Con la delibera del Distretto ligure della subacquea, la regione ha l'obiettivo di fare sistema con tutte le forze coinvolte per la promozione del territorio e della costa ligure

29 luglio 2019 | di Gaetano Tappino

Giovedì 25 Luglio a Portovenere, nella splendida baia delle Grazie, presso il centro militare del Raggruppamento Subacquei ed Incursori “Teseo Tesei”, comunemente ed internazionalmente conosciuto con l’acronimo di COMSUBIN, è stato firmato il protocollo del “Distretto ligure della subacquea“.

Nello storico centro di addestramento militare degli incursori, dove sono stati preparati i più grandi rappresentanti di questa disciplina, che hanno posto all’attenzione del mondo il nostro valore militare subacqueo, come l’ammiraglio Luigi Durand de la Penne, Angelo Belloni, il maggiore Teseo Tesei, Medaglia d’Oro al Valor Militare, Luigi Ferraro, Elvino Marcolini e molti altri, le pinne erano considerate armi da guerra.

Paolo Ferraro, ad esempio, ha raccontato come sua madre venne addestrata all’uso delle pinne per assistere il marito Luigi, quando a Tripoli, sotto le mentite spoglie di insegnanti di educazione fisica, svolgevano azioni offensive notturne minando le navi nemiche in porto. Le pinne le venivano consegnate in caserma dai carabinieri e lei le restituiva a fine addestramento.

Terminata la segretezza del periodo di guerra, le scoperte e le tecnologie dell’epoca si sono evolute grazie alla diffusione di aziende come Technisub, Cressi, Mares e altre, che hanno contribuito a rendere la subacquea come la conosciamo oggi, alla portata di tutti. Anche il Comsubin ha usufruito dell’evoluzione tecnologica in campo militare offensivo e difensivo e nel settore medico iperbarico (a disposizione dell’intera nazione), tuttavia, importanti progetti militari restano riservati, come spiegato nella presentazione del comandante del centro, il contrammiraglio Paolo Pezzutti.

Il Distretto ligure della subacquea è stata un’iniziativa portata avanti dal dott. Adriano Musitelli, direttore del Dipartimento Ambiente e Territorio della Regione Liguria ed esperto istruttore subacqueo, che ha trovato l’appoggio del governatore Giovanni Toti e dell’assessore Giacomo Raul Giampedrone.

Un percorso che il dott. Musitelli ha svolto coinvolgendo tutti i capisaldi della subacquea: le associazioni di categoria, le aziende di lavori e servizi, il Registro Italiano Navale, il Comsubin, il corpo dei Carabinieri, l’Acquario, l’Università, i direttori degli enti parchi, l’Intendenza dei beni culturali archeologici subacquei e altre realtà, che lavorano per la divulgazione e la sicurezza della subacquea.

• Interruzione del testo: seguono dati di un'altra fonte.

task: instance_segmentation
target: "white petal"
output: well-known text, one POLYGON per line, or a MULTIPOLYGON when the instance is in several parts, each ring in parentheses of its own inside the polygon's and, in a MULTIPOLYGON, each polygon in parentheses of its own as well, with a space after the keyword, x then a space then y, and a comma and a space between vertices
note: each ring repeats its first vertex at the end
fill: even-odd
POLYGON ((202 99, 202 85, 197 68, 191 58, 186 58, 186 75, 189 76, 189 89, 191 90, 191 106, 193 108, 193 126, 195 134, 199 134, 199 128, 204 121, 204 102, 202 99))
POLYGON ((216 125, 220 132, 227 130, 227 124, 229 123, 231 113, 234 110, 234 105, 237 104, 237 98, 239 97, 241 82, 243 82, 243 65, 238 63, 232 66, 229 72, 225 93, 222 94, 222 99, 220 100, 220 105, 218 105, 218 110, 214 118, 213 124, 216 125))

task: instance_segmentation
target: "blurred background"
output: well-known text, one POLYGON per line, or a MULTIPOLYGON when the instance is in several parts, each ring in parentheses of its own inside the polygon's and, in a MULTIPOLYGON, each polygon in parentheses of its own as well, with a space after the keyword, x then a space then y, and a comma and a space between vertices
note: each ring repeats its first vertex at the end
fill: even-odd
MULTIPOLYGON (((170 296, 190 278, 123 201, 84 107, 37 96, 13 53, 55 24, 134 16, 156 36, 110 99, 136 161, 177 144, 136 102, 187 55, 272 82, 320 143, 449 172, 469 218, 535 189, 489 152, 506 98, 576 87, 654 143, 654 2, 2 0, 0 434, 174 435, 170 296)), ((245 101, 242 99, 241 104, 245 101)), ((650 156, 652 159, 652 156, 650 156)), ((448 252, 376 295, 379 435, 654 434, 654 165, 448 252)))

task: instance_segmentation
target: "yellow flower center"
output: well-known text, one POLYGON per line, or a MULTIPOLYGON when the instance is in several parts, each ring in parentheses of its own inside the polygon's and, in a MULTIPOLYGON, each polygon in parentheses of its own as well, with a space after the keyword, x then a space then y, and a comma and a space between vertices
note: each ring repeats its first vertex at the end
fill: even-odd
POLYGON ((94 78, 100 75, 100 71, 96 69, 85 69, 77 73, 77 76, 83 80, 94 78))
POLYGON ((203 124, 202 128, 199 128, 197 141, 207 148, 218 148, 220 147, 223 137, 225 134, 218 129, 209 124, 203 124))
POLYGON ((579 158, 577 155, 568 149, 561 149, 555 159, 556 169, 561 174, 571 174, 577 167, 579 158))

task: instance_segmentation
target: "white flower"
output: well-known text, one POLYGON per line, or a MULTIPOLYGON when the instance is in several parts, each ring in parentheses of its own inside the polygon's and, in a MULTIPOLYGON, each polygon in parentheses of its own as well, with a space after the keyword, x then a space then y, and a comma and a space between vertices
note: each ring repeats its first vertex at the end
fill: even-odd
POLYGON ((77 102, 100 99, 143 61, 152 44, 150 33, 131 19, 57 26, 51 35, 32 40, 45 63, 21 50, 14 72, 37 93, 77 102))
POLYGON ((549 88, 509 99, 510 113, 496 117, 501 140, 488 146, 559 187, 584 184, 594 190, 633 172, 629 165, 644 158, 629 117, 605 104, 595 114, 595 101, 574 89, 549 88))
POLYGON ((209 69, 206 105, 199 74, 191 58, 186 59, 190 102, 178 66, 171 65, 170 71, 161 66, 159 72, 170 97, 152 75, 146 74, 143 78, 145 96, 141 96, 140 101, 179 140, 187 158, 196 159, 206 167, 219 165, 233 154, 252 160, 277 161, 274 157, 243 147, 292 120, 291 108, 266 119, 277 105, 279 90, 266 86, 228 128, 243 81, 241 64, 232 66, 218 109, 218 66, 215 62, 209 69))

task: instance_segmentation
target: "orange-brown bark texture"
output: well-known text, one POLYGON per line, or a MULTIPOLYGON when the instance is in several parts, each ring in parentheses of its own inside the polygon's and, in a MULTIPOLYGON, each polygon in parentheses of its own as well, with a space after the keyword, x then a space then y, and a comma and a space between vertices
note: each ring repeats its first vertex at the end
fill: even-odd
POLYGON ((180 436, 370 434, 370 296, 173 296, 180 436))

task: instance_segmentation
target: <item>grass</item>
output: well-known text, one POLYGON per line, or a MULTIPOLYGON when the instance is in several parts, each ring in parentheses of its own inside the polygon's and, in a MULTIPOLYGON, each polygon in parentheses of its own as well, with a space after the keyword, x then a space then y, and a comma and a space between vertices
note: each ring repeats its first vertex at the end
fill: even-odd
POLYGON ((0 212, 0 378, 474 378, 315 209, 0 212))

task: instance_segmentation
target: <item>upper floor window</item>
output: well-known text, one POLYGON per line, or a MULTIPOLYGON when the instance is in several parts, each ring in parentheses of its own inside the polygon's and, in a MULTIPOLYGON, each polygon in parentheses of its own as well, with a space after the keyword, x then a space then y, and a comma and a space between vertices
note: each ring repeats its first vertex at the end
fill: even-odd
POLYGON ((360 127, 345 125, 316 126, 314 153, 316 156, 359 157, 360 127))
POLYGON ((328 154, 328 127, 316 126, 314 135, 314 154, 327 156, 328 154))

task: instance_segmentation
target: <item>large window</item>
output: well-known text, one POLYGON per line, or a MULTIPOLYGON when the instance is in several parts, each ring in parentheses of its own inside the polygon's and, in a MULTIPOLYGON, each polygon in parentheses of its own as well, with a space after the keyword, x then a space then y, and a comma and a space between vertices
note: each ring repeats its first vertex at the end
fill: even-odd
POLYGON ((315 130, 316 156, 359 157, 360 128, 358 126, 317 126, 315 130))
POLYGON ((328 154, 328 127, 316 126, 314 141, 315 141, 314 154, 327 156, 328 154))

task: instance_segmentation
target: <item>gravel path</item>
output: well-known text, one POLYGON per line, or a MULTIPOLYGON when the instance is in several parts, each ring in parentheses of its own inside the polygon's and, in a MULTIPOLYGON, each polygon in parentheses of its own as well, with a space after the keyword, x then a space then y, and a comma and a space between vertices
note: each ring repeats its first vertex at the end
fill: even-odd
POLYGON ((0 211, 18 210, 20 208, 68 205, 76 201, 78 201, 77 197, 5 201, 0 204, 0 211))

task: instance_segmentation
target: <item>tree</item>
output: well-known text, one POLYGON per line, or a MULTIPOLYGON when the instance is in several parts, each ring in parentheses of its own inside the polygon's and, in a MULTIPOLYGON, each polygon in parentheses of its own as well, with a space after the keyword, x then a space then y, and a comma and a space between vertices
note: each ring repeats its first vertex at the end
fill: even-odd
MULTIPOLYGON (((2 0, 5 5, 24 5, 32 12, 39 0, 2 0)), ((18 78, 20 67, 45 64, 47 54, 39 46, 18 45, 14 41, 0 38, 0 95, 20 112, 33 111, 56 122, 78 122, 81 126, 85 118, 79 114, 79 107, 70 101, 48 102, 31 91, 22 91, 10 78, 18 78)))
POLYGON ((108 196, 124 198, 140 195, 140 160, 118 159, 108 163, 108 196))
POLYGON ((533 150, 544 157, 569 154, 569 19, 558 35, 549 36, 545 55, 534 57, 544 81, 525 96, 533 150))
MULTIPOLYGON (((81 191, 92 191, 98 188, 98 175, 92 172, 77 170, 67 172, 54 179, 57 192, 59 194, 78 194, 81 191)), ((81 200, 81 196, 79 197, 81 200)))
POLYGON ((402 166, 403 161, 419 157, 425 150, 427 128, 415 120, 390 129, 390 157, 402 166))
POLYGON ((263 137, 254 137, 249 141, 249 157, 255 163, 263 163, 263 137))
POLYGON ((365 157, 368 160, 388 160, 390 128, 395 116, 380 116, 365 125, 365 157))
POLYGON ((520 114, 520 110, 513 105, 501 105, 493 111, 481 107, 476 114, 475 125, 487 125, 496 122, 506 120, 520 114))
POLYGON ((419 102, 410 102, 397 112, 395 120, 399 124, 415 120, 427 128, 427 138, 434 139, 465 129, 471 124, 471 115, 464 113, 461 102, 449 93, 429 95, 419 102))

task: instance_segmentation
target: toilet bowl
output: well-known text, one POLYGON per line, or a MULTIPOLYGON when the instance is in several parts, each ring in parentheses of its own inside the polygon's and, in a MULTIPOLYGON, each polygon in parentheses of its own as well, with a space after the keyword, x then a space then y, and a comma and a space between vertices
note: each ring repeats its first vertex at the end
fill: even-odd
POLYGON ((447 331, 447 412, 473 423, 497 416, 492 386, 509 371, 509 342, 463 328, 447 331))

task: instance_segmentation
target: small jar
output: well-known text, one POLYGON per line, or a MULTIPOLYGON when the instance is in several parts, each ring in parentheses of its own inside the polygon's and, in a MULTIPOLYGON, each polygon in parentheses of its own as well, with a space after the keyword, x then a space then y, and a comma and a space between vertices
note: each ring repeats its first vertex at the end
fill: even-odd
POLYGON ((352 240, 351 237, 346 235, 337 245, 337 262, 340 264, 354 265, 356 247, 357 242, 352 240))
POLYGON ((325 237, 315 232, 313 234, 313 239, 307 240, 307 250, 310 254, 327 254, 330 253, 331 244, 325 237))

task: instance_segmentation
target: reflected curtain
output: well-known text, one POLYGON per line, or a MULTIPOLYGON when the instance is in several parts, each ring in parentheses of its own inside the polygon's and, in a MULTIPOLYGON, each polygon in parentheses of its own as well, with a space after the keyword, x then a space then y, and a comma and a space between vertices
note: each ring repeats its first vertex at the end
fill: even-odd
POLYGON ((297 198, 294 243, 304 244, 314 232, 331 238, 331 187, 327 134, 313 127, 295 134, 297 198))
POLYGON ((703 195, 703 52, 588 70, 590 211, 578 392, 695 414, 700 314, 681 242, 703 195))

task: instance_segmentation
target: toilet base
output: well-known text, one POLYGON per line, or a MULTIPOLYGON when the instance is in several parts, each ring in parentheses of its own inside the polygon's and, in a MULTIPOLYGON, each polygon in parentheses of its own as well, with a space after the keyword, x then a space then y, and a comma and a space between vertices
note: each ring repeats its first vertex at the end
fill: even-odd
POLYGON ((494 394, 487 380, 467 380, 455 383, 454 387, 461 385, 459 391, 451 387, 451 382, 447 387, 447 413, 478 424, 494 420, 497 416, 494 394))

Tutti i rappresentanti di questi enti sono intervenuti esponendo il loro contributo al progetto, tra di loro anche il recordman Umberto Pellizzari, che ha aderito alla promozione con i suoi centri di divulgazione dell’apnea.

Distretto ligure della subacquea - firma di Toti

Giovanni Toti firma il protocollo

Con la delibera del Distretto ligure della subacquea (il primo in Italia), la Regione ha l’obiettivo di fare sistema con tutte le forze coinvolte per la promozione del territorio e della costa ligure che, con le sue particolari ed uniche immersioni, non ha nulla da invidiare alle più blasonate mete turistiche, offrendo strutture organizzate e sicure, come centri diving riconosciuti o luoghi in cui sostare e degustare prelibatezze culinarie. A questo si aggiunge poi la promozione dello studio scientifico per la salvaguardia e la sostenibilità dell’ambiente e delle specie marine.

Un arduo lavoro che il dott. Musitelli, da buon bergamasco e appassionato subacqueo, potrà portare avanti grazie all’accordo siglato da tutti gli aderenti, che gli permetterà di avere a disposizione risorse regionali ed europee per i vari progetti presenti sulla sua scrivania e pronti a realizzarsi.